On the final day of Bike Month, The League of American Bicyclists announced 2023’s Bicycle Friendly Community awards. The League gives these to cities and towns based on their infrastructure, policies, culture, and other factors. The awards come in several levels: platinum, gold, silver, and bronze. Of the 45 towns awarded this year, eight received upgrades from their previous levels and one was brand new. The others renewed their existing level.
My own city, Columbus Georgia, was on this year’s list and renewed its Bronze level. Columbus has been Bronze since 2014, and many of us had hoped for an upgrade to Silver. We’ve built a huge amount of infrastructure in the past several years and strengthened our local bike culture, so it seemed fair to recognize that with an upgraded BFC status. The Bike League does not disclose their exact reasons for every award given, but they did raise their standards last year, which likely contributed to us receiving only a renewal rather than an upgrade.

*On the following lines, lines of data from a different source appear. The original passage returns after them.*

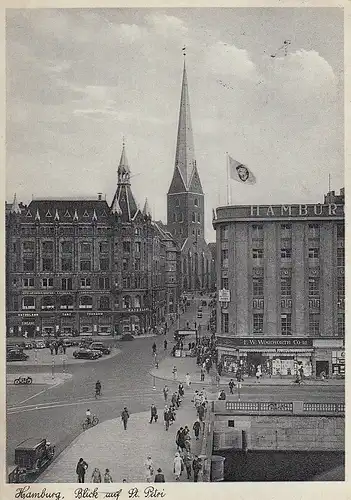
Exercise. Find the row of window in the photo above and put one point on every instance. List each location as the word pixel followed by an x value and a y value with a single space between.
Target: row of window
pixel 314 324
pixel 313 231
pixel 286 254
pixel 85 302
pixel 286 287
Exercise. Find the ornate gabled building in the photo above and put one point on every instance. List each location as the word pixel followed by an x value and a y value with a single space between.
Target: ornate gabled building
pixel 185 204
pixel 82 266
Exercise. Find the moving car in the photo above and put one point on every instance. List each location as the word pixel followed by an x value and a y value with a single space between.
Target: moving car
pixel 16 355
pixel 99 346
pixel 86 354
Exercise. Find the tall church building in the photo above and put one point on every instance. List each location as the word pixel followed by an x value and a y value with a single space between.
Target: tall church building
pixel 185 204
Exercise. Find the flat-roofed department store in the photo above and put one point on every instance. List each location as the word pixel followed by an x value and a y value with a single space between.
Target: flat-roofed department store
pixel 281 286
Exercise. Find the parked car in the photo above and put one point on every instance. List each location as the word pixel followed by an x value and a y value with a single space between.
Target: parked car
pixel 86 354
pixel 16 355
pixel 99 346
pixel 127 336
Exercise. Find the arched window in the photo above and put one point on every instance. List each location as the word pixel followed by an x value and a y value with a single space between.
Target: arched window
pixel 104 303
pixel 86 302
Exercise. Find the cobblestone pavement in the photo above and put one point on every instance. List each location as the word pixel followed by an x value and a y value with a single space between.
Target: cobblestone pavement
pixel 108 445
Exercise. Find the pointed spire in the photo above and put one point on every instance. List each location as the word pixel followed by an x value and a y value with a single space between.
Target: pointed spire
pixel 116 209
pixel 185 153
pixel 15 209
pixel 146 209
pixel 123 167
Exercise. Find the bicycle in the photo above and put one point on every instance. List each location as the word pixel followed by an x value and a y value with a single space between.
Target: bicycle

But higher standards also means that Bronze is worth more now. The state of Georgia is home to twelve Bicycle Friendly Communities, and they are all Bronze except for one Silver, Decatur. Many of our fellow Bronze recipients have great bicycle infrastructure and culture, so we are in good company. Hopefully, by the time we’re up for recertification in 2027, we’ll make the cut for Silver.
Southeastern states overall remain highly dependent on the federal interstate expansion and car culture boom that began in the mid 20th century, which has kept most local, human-scale transportation options from flourishing. Georgia’s overall Bicycle Friendly state rank is 24, which puts us just above the national average. All things considered, that’s something to celebrate.